Kinetic Random-Field Nonreciprocal Ising Model

Abstract

We introduce and analyse the kinetic random-field nonreciprocal Ising model, which incorporates bimodal (double-delta) diffusive disorder along with pairwise nonreciprocal interactions between two different species. Using mean-field and effective-field theory, in combination with kinetic Monte Carlo simulations (3D Glauber dynamics), we identify a nonequilibrium tricritical (Bautin) point separating Hopf-type transitions (continuous) from saddle-node-of-limit-cycle (SNLC) transitions (discontinuous). For a weak random field which is less than a critical value, the onset of collective oscillations (the "swap" phase) occurs via a supercritical Hopf bifurcation, whereas for fields greater than the critical value, the transition is first-order (SNLC), exhibiting hysteresis and Binder-cumulant signatures.

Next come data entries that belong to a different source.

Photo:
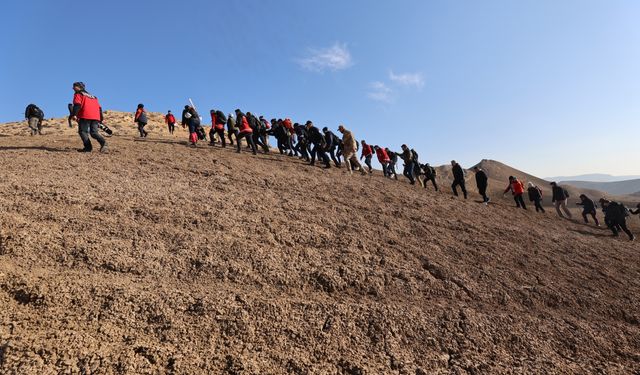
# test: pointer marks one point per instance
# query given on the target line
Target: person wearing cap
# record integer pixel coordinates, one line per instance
(482, 182)
(333, 142)
(458, 179)
(535, 196)
(559, 198)
(517, 190)
(170, 119)
(140, 118)
(318, 141)
(615, 217)
(588, 208)
(349, 150)
(367, 154)
(88, 113)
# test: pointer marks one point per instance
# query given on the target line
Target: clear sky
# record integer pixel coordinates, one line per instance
(550, 87)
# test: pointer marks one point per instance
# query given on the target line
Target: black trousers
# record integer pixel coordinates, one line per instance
(617, 225)
(249, 139)
(483, 192)
(88, 128)
(538, 204)
(519, 201)
(460, 183)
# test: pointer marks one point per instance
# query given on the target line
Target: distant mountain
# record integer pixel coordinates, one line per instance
(613, 188)
(594, 177)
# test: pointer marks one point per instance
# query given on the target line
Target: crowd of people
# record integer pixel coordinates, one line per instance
(309, 143)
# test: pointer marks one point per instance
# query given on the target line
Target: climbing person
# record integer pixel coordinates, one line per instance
(429, 174)
(244, 131)
(383, 159)
(615, 217)
(170, 119)
(535, 196)
(34, 117)
(393, 157)
(140, 118)
(302, 146)
(193, 122)
(588, 208)
(218, 121)
(458, 179)
(517, 189)
(367, 154)
(407, 157)
(559, 197)
(88, 113)
(332, 142)
(319, 144)
(232, 130)
(482, 182)
(70, 108)
(349, 150)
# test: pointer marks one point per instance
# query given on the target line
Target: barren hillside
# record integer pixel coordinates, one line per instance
(160, 258)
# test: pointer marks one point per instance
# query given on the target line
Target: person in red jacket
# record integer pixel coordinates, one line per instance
(367, 154)
(88, 113)
(170, 119)
(517, 189)
(244, 131)
(383, 159)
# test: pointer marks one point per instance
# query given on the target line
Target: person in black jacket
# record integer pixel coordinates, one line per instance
(34, 116)
(429, 175)
(482, 181)
(458, 179)
(535, 196)
(318, 141)
(559, 198)
(615, 217)
(588, 208)
(332, 142)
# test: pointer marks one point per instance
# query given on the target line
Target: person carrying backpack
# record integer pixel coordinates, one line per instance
(88, 113)
(535, 196)
(615, 217)
(367, 154)
(332, 142)
(218, 121)
(318, 141)
(430, 174)
(170, 119)
(588, 208)
(140, 118)
(559, 197)
(458, 179)
(517, 189)
(34, 117)
(482, 182)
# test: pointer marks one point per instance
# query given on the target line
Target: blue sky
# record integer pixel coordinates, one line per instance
(549, 87)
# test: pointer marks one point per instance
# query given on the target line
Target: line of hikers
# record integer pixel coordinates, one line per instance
(307, 142)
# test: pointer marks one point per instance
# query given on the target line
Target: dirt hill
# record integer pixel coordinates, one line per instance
(160, 258)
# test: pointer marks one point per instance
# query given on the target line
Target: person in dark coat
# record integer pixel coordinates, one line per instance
(588, 208)
(482, 181)
(615, 217)
(458, 179)
(535, 196)
(559, 198)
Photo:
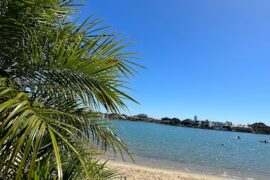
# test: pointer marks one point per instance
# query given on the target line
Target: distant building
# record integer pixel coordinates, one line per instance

The finite-size scaling of the susceptibility is consistent with the distinct critical and discontinuous behaviour shown in the Hopf and SNLC regimes, respectively (effective exponents $\approx1.96$ in the Hopf regime and $\approx3.0$ in the SNLC regime). Additionally, in the first-order regime, the swap phase is sustained only above a threshold nonreciprocity, and this threshold increases monotonically with the disorder strength. We further identify a new droplet-induced swap phase in the larger field-strength region, which cycles eight different metastable states. A dynamical free-energy picture rationalises droplet nucleation as the mechanism for these cyclic jumps. Together, these results demonstrate how disorder and nonreciprocity combined generate rich nonequilibrium criticality, with implications for driven and active systems.

Figures (12)

• Figure 1: Representative phase portraits illustrating two regimes: top row, $\tilde{h}<\tilde{h}_c$ (parameters: $\tilde{J}=0.5$ for the disordered fixed point and $\tilde{J}=2.0$ for the swap state, with $\tilde{K}=1$ and $\tilde{h}=0.5$); bottom row, $\tilde{h}>\tilde{h}_c$ (parameters: $\tilde{J}=0.5$ disordered and $\tilde{J}=3.0$ swap, with $\tilde{K}=1$ and $\tilde{h}=1.5$). These panels show that the system crosses from a supercritical Hopf to an SNLC bifurcation as disorder increases past $\tilde{h}_c$. These results are obtained from the mean-field theory.
• Figure 2: Hysteresis of the (a) synchronisation amplitude $R$ and (b) rotation measure $S$ for $\tilde{h}>\tilde{h}_c$ from mean-field theory calculations. Here we fix $\tilde{h} = 1.2$ and $\tilde{K} = 0.3$, for which we observe a clear signature of a discontinuous transition; EFT gives similar trends.
• Figure 3: Dependence of the swap phase on nonreciprocity $\tilde{K}$ and interaction strength $\tilde{J}$: when $\tilde{h}>\tilde{h}_c$, a finite threshold $\tilde{K}_c$ is required to sustain oscillations, and the swap phase vanishes for $\tilde{K}<\tilde{K}_c$ (illustrated for $\tilde{h}=1.5$). The results shown here are obtained within the mean-field approximation.
• Figure 4: Plotted at $\tilde{K}=0.35$. (a) Order parameter $R$ vs $\tilde{J}$ at $L=18$: as the random-field strength $\tilde{h}$ is increased, the onset of the swap phase sharpens, indicating a change from a continuous to a discontinuous transition. (b) Example time-series of the rotation measure $S$ in the coexistence region demonstrating abrupt switches between the disordered and swap phases. $t$ is measured in units of Monte Carlo sweeps (plotted at the first-order phase transition point and $\tilde{h}=2.4$).
• Figure 5: Plotted at $\tilde{K}=0.35$. (a) Binder cumulant $U_{18}$ at $\tilde{h} = 2.0$ below the estimated $\tilde{h}_c$. (b) Binder cumulant $U_{18}$ at $\tilde{h} =2.4$ above the estimated $\tilde{h}_c$: a pronounced dip appears at the point of first-order phase transition.